Good Afternoon, I am Kristin Dwyer, Director of Legislation for the Delaware State Education Association.
I am honored to appear today on behalf of our over 12,000 active and retired members. I want to thank the members of this committee for your past support for Delaware educators and community public schools across the state. DSEA members stand strong for student success.
Standing strong for student success means meeting the state’s financial commitments to education. Over time, the Joint Finance Committee has supported funding for additional units, as well as for educator step increases. I thank you. I know how challenging these efforts have been. Today, I ask you to fund past commitments while addressing new priorities.
Funding for annual step increases is a clear demonstration of confidence in the work educators do in support of Delaware’s students. We ask for your continued support of these valued school employees.
For many years, DSEA has fought for funding for more resources dedicated to students with greater needs. Now, with your support, Delaware can start to address the inequities of our school funding system through Opportunity Funding and the Student Success Block Grant.
Governor Carney’s proposed opportunity funding provides additional support for students living in poverty and with language challenges, without disrupting services for students without these challenges.
However, we do ask that Joint Finance members take a serious look at what this funding will provide. As written, planning and implementation is a conversation between the district and the Department, neither budget epilogue or HB 51 require collaboration or oversight by and with educators, parents or the local school community.

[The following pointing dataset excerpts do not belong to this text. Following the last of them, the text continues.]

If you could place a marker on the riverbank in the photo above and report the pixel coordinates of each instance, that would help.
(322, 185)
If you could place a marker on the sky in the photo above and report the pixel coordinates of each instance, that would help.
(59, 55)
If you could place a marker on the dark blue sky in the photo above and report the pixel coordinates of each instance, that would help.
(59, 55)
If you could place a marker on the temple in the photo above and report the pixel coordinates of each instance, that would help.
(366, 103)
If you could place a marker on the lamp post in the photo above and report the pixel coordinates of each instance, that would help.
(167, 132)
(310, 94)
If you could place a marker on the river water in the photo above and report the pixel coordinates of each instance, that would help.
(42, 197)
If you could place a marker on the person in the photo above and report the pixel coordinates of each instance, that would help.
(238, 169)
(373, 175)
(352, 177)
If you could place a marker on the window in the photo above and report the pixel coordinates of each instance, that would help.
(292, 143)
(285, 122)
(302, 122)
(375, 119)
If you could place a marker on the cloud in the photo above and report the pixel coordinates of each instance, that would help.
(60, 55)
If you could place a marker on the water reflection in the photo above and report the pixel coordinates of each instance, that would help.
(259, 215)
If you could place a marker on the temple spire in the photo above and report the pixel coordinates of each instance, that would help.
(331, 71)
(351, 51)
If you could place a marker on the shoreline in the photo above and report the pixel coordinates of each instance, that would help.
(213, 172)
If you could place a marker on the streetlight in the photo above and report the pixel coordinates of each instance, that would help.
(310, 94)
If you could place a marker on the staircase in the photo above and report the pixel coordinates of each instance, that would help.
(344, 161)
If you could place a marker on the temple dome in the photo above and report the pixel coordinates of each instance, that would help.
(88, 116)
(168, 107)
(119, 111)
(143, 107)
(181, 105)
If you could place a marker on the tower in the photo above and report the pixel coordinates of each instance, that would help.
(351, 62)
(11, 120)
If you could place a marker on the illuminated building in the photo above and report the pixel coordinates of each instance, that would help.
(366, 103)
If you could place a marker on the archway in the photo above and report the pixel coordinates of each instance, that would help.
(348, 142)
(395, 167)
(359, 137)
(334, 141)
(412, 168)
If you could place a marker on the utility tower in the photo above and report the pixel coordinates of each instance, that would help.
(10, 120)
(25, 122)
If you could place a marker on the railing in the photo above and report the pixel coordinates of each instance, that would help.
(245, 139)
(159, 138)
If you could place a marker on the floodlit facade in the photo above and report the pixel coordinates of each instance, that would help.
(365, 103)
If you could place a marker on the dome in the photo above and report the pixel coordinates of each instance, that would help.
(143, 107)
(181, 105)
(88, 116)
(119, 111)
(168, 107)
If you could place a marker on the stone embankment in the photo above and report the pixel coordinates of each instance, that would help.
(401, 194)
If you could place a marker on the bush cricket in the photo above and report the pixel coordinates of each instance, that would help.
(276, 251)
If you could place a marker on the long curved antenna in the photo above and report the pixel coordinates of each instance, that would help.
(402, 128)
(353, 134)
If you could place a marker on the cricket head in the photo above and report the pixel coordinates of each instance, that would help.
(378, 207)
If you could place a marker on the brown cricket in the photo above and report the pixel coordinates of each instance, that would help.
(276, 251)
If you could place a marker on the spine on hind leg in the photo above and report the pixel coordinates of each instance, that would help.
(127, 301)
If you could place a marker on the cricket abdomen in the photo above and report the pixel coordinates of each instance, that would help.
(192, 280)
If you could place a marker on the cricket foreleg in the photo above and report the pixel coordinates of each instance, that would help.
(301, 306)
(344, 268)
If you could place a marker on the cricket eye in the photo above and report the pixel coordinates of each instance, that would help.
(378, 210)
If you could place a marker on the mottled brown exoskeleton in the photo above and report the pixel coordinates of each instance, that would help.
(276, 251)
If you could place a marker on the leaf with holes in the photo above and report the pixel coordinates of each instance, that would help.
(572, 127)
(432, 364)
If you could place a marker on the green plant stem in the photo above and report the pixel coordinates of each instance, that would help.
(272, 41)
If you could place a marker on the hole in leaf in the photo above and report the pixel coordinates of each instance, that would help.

We believe decisions on the use of funding should factor in the feedback from those working with our students. Our educators want to be heard. Up and down the state I hear educators say students are not prepared to learn when they come into their classrooms. That addressing emotional and behavioral displays caused by trauma takes time away from their ability to plan, instruct and assess. They feel it is unrealistic to assume that children can reach proficiency if they are coming to class focused on their next meal or if it is safe to go home.
Today I heard the department suggest giving the teacher more responsibilities, at this point our members are becoming jacks of all trades and masters of none, how much is too much- how can they still be effective?
When an educator identifies a student struggling, typically referrals for assistance go unmet, simply because there aren’t enough personnel to address the issue. These students need more counselors, social workers and other mental health supports, to prepare them for instruction
provided by their teacher. Current language simply suggests hiring these critical positions, there is no guarantee that students will receive services educators know they need.
Lastly, we ask members of the Joint Finance Committee to increase appropriations to the Student Success Block Grant, particularly for students for K-3 special education basic. Last year’s funding was a much-needed start, but only scratched the surface for many of our districts.
Meeting the demands of parents in a student’s IEP and 504’s plan places incredible responsibilities on our educators, who when they do it all themselves leave students’ need unmet, themselves open to dismissal, and their districts open to lawsuits. Instead, our educators are choosing to leave the profession, creating critical shortages in our special education workforce. Increased funding will provide the personnel needed to ensure the growing number of children in need of early intervention are getting it.